Open-Bus GTFS Utils

GTFS Utils is a utility for reading, parsing and aggregating GTFS data from Israel MOT.

Usage

To use GTFS Stats script, run:

python setup.py install
run_gtfs_stats

Configuration

GTFS Utils requires a configuration file config.json.
An example file can be found in gtfs_utils/config_example.json.

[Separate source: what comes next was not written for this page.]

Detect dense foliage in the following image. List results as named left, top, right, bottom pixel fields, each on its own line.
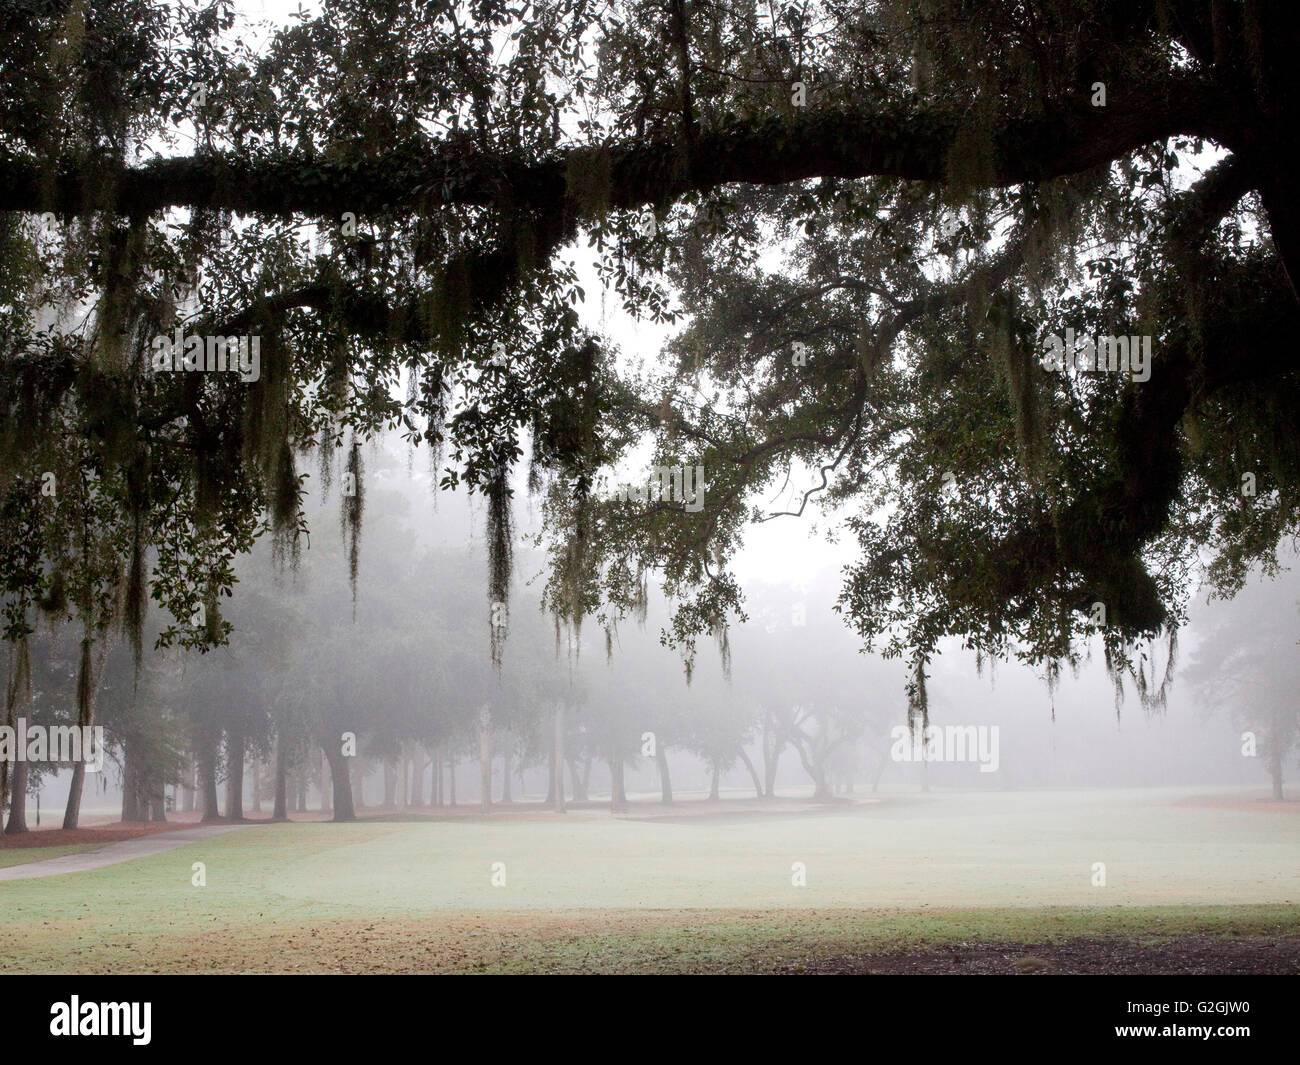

bucket_valid_file_name_regexp

Use bucket_valid_file_name_regexp field in configuration to choose which dates to run the script on.
You can use a value such as "2019-03-07.zip" to run on a single date, or "2019-05-\d\d\.zip" to run on a full month, for example.

forward_fill

Set forward_fill field in configuration to true for performing forward fill for missing dates using existing files.

Output format

GTFS Stats outputs stats for trips and for routes (trip_stats and route_stats, accordingly).
Each of them is output as a pkl.gz file (a gzipped pickle) of a Pandas DataFrame, and is located in the output directory, as defined in the configuration file.
The fields in each one of them are described in the output specifications below.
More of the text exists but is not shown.